Le Théâtre SESC Pompéia a présenté une importante pièce théâtrale sur l’histoire de l’Amérique Latine ce 13 novembre 2012. A cette mise en scène de Sérgio de Carvalho, “Révolution de l’Amérique du Sud”, écrite à l’origine par le dramaturge Augusto Boal dans les années 60, ont pris part le groupe de théâtre de Sao Paulo « Compañia do Latão » et le Collectif de Culture du Mouvement des Travailleurs Sans Terre, en plus d’invités spéciaux comme João Pedro Stedile et Nelson Xavier.

Le spectacle raconte l’histoire du prolétariat et l’espoir d’une révolution socialiste au Brésil, au cours de la période du coup d’État militaire de 1964. Avec ses “touches” de comédie et de drame l’inteprétation rend vie à toute une littérature politique, avec ses scènes de famine, misère, travail esclave, parmi les différentes formes d’oppression qui étaient vécues par les ouvriers dans les années 60. 

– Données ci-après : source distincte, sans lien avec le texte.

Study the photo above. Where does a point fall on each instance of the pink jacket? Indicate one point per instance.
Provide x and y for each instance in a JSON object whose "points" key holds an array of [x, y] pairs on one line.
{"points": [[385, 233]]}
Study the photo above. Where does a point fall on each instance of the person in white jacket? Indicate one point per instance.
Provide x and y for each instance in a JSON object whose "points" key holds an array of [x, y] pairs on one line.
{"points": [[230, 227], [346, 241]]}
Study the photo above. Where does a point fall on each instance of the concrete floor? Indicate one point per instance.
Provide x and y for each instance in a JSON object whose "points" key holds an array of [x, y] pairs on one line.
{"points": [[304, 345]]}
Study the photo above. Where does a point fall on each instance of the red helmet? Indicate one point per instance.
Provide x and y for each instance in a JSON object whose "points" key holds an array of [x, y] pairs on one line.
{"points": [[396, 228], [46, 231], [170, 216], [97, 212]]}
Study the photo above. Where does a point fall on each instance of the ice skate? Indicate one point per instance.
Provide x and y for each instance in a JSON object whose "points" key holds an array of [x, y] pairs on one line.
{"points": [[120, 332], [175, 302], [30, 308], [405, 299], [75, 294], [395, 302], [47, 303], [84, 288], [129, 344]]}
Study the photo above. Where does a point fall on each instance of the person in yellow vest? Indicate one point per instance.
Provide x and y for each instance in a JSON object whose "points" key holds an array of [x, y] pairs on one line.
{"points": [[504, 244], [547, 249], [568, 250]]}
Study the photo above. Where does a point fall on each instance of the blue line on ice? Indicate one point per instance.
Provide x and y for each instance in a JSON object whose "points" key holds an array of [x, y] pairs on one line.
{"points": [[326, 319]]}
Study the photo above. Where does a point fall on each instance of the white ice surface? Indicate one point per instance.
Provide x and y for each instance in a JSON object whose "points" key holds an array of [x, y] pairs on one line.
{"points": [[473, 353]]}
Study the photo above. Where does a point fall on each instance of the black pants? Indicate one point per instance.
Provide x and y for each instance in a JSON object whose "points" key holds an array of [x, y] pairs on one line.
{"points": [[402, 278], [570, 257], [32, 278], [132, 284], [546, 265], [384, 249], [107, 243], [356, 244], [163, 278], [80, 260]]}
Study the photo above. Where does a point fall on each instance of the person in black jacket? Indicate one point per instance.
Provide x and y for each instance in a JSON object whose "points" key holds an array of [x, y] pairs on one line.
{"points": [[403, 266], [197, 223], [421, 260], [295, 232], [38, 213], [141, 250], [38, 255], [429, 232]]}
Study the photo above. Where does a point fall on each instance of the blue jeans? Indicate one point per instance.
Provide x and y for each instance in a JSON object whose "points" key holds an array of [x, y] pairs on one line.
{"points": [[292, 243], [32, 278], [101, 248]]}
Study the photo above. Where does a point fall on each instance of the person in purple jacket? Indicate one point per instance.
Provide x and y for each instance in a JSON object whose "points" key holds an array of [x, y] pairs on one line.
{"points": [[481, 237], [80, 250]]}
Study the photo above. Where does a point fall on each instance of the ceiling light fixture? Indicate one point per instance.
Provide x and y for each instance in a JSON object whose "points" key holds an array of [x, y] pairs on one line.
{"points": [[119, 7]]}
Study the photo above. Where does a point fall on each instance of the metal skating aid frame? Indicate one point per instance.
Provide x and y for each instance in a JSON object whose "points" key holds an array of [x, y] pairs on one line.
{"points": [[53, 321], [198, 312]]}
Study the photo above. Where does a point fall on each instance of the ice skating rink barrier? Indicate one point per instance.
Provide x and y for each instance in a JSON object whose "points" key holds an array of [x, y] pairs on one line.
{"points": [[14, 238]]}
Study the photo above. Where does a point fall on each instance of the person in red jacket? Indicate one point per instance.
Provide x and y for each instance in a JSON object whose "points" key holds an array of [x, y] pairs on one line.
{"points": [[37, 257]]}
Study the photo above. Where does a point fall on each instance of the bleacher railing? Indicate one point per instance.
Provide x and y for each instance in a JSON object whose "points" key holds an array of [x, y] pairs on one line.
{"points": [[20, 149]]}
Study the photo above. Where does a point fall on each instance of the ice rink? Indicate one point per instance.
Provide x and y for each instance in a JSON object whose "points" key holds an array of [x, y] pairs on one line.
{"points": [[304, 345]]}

Le Mouvement des Sans Terre, avec son collectif de culture, participe au spectacle de manière particulière, notamment dans la personne de João Pedro Stedile, faux Ange déguisé en bonne personne mais qui dans la réalité représente les grandes corporations mondiales engrangeant des royalties sur les produits consommés par les travailleurs.

Sous la houlette du curateur et metteur en scène Sérgio de Carvalho et de la psychanalyste Cecília Boal, veuve d’Augusto, ce cycle “Le Pompéia raconte Boal” a pour but de mettre à jour les idées et les concepts formulés par le dramaturge. "Plus que rendre hommage, l’objectif est de faire du travail de Boal un outil pour les artistes d’aujourd’hui" explique  Carvalho pour qui "les rencontres ont aussi été conçues en pensant à rapprocher différentes générations".

Pendant le cycle qui court jusqu’au 13 décembre 2012, les oeuvres les plus marquantes sont abordées, ainsi que  certaines découvertes récentes dans les archives de l’artiste, aujourd’hui conservées par l’Université Fédérale de Rio de Janeiro (UFRJ). Après avoir risqué de quitter le pays la collection Boal  aujourd’hui archivée à Rio de Janeiro, est en cours de classement et sera soumise sous peu à des opérations de digitalisation et d’organisation.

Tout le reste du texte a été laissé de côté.